Recently I gave a brief workshop for Singles – Loving Your LIfe and Finding Love – at a Singles Lifestyle Expo. At my booth, I had my Love Me, Touch Me, Heal Me books displayed as well as information about my Healing Through Love courses. It was educational and enlightening for me to see the responses of single men and women to what I am offering.
One attractive man stopped to look at my books, asked some questions, and then replied: “I’m not broken yet” – and he walked away smiling. Another man, much older and much less physically appealing stopped by my booth just as the Speed Dating Event was about to start. I asked him: “Are you joining the Speed Dating.” With an air of total confidence and indignation he replied: “I don’t need that. The women are already chasing me.”
The Speed Dating seemed to attract more women than men and I watched with curiosity as they lingered in conversation with their current partners before switching. One of the men, kind of ordinary looking but much younger and more physically appealing than many of the other men, seemed to be totally engaged with his changing partners in the Speed Dating process. Afterwards, when he stopped by my booth, I asked how he had enjoyed that event. With a tone of surprise and delight he shared that he had easily gotten phone numbers from several of the women he had met. I realized that for an average guy, this type of event could help him to stand out and be noticed, especially if he was younger and more physically fit than most of the other men.
In my Loving Your LIfe and Finding Love workshop, I asked the participants to tell us who they are by finishing the statement: “I am.” Then I invited them to describe their ideal romantic partner. Although some chose similar qualities, each one was really unique in what mattered most to them in choosing a partner. And after a brief group discussion, we all agreed that nothing is more important than knowing your own self, loving and accepting and acknowledging your self. Of course, it is also essential to know, love, accept and acknowledge the other person without wanting, needing and expecting him or her to change to meet your needs. And then I added another essential ingredient in the relationship healing formula – understanding how the world works and what creates love over time. We talked and shared and the attendees applauded at the end.

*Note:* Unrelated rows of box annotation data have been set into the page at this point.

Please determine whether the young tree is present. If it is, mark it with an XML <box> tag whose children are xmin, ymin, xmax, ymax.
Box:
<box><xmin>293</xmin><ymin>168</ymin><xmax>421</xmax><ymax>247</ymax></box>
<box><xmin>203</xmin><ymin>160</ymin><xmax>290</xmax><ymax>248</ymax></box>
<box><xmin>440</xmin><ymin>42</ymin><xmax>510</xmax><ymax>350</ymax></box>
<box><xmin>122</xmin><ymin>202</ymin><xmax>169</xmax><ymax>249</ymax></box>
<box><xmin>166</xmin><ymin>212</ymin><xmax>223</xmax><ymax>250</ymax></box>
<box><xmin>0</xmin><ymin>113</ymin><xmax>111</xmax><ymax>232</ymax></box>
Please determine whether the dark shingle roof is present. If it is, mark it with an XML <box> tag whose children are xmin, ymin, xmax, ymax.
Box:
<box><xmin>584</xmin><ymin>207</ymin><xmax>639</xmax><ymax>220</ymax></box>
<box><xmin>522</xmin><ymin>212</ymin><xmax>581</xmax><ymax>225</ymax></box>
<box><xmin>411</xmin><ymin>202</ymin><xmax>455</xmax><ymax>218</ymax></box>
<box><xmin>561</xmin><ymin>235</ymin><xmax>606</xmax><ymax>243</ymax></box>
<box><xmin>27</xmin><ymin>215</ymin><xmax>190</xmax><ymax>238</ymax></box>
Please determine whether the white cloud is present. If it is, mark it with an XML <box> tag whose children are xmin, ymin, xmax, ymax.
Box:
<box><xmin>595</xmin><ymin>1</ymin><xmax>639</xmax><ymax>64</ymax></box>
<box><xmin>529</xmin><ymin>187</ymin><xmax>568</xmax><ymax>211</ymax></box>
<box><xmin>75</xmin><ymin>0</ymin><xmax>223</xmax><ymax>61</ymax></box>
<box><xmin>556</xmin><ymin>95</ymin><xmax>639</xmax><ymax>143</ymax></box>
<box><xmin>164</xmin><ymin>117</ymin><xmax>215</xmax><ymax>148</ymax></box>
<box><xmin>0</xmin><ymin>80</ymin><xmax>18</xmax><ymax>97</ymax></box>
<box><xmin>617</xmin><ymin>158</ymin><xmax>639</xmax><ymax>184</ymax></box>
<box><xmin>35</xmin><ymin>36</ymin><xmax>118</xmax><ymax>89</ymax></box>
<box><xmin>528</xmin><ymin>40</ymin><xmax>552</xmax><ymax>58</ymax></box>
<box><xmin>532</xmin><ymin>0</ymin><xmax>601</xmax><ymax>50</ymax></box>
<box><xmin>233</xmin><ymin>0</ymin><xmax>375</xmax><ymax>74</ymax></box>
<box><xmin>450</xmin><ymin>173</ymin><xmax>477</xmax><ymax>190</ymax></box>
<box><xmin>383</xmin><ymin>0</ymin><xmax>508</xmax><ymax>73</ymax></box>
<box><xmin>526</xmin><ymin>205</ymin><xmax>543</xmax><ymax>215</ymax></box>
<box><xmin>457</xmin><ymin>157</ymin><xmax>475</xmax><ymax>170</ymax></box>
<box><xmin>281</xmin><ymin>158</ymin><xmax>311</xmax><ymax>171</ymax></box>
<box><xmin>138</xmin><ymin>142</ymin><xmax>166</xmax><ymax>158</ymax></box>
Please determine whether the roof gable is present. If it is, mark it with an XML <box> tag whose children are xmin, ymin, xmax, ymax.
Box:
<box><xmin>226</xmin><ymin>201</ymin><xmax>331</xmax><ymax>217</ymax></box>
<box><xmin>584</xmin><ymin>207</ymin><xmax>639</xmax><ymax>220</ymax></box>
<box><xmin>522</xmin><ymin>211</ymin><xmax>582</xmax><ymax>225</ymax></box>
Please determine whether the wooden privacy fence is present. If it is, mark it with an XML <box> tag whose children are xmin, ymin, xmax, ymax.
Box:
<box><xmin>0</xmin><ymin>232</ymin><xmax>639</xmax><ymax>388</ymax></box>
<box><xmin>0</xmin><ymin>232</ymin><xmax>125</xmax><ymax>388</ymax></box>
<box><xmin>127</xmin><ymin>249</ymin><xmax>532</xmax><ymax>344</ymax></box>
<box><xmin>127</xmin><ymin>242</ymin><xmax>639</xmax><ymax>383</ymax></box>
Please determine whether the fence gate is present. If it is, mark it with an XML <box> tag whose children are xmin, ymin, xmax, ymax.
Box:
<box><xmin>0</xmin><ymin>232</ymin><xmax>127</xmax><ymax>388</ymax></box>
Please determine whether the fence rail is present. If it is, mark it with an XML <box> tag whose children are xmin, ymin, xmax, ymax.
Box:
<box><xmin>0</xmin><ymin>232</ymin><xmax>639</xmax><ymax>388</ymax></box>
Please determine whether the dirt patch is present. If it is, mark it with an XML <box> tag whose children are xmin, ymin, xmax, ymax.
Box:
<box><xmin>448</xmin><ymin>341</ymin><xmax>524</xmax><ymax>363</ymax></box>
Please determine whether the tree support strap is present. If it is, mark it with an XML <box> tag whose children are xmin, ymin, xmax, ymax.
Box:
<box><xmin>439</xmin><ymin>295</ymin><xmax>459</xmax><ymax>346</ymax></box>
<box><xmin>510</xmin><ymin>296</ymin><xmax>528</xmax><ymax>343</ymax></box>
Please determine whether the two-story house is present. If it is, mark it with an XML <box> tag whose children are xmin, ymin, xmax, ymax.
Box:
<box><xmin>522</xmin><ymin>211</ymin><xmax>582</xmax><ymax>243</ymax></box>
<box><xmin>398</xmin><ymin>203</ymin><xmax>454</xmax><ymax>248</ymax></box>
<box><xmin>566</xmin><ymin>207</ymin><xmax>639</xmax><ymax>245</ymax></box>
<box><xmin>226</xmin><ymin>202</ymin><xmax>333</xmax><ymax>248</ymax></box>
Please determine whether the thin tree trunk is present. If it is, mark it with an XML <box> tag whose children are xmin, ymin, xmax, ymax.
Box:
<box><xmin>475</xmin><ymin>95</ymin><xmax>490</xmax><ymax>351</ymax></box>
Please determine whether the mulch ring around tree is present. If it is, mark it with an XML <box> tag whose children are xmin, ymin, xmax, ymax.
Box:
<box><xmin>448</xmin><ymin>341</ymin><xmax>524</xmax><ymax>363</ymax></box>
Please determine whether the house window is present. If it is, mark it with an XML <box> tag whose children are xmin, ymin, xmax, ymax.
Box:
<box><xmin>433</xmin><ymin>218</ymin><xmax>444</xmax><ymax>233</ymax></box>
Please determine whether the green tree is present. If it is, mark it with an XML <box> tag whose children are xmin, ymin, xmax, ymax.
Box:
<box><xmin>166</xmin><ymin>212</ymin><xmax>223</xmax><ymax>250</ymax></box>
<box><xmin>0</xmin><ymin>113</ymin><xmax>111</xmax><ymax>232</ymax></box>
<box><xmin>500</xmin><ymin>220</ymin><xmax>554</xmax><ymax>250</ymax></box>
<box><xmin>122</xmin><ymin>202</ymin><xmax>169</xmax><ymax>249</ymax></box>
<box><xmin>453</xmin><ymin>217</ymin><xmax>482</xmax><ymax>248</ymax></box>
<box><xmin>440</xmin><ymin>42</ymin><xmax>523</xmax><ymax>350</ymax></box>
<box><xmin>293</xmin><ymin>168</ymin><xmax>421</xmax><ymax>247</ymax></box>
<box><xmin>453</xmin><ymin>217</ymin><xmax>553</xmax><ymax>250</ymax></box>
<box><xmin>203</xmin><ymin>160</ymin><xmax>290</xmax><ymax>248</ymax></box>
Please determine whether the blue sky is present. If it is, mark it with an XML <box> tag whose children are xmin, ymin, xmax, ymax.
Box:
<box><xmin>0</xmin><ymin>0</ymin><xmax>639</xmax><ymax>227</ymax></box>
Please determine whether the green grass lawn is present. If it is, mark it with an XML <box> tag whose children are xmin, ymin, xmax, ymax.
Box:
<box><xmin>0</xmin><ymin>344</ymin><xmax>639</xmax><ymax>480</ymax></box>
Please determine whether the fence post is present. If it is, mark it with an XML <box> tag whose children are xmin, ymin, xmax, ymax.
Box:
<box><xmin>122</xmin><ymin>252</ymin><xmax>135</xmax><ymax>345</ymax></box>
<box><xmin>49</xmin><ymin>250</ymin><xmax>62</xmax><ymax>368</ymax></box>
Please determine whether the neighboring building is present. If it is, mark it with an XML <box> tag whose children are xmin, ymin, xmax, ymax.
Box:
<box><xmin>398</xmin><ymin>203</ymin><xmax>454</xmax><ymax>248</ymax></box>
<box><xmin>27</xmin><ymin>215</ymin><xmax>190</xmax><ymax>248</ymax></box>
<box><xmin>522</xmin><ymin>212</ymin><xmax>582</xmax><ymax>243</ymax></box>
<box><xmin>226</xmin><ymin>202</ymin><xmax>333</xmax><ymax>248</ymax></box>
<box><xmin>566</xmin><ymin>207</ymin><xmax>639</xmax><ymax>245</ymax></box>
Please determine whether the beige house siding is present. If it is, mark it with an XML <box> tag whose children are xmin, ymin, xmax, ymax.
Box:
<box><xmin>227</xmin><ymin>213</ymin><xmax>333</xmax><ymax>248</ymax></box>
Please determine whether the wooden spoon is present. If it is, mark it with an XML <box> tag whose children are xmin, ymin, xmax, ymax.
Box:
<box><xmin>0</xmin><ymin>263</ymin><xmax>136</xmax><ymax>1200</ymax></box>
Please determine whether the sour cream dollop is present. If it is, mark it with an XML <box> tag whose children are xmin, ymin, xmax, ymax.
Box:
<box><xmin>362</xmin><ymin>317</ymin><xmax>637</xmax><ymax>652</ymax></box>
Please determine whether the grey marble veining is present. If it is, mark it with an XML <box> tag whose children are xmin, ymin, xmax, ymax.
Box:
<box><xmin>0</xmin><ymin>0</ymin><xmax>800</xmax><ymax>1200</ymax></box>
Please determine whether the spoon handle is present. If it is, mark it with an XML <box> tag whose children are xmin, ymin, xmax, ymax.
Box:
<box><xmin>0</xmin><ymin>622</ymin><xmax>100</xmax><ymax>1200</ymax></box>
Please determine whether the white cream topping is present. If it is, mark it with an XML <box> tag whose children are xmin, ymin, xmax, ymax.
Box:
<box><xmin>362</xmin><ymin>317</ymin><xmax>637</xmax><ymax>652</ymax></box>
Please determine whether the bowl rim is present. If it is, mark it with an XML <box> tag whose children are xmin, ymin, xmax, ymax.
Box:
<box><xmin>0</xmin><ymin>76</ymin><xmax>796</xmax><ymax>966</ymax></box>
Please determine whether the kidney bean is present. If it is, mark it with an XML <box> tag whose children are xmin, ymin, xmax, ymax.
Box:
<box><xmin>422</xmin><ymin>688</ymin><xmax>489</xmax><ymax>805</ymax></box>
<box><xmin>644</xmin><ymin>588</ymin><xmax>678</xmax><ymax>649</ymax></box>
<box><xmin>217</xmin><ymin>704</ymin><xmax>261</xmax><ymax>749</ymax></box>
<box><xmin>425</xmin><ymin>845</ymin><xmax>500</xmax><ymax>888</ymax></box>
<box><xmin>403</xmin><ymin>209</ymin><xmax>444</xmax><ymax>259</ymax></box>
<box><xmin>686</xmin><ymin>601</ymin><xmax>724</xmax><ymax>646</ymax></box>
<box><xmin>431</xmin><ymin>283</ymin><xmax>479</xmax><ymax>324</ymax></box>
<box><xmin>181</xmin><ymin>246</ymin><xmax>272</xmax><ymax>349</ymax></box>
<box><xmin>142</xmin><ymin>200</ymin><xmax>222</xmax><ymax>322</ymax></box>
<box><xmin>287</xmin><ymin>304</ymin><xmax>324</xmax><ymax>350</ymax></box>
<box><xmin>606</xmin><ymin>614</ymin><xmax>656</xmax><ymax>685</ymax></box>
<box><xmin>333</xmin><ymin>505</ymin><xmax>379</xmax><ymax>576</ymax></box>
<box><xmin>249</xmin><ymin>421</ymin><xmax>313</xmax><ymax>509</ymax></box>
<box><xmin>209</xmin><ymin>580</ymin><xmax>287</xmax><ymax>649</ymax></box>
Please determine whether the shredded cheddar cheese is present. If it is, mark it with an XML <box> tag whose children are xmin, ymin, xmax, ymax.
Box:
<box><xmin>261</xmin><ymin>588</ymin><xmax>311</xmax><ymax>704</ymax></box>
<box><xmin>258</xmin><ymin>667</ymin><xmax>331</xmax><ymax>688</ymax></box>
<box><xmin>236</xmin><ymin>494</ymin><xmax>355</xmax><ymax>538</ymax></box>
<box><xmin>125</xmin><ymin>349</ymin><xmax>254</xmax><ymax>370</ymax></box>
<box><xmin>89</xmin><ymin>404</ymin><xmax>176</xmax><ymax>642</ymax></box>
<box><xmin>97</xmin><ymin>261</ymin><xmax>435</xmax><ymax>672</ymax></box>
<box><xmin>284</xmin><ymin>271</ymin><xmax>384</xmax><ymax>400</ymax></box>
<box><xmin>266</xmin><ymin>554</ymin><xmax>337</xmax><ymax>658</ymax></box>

But the most enlightening comment I received was from a man who stopped by my booth, glanced at two of my books – Touch Me… Please and Sexual and Spiritual Reawakening – and blurted out a powerful truth about what men and women really want.. He spoke firmly and with conviction when he said: “Accept me naked!”
We both laughed because being naked conjures up images of naked body parts, youthful, beautiful and sexy as well as overweight, sagging, scarred and aging. But as this insightful man walked away, I realized that “Accept me naked” has much deeper meaning than just wanting my body to be accepted. We, men and women alike, long for others to accept us naked – exposed and revealed in our raw, naked and authentic truth. We want to be loved, acknowledged, accepted and appreciated exactly as we are. We want to be able to share our inner thoughts and emotions without judgement, criticism or reproach. We want to freely express our most natural and comfortable ways of being. And we want others to love us exactly the way we are – no matter what.
How willing are YOU to expose your raw and naked self to the one you love?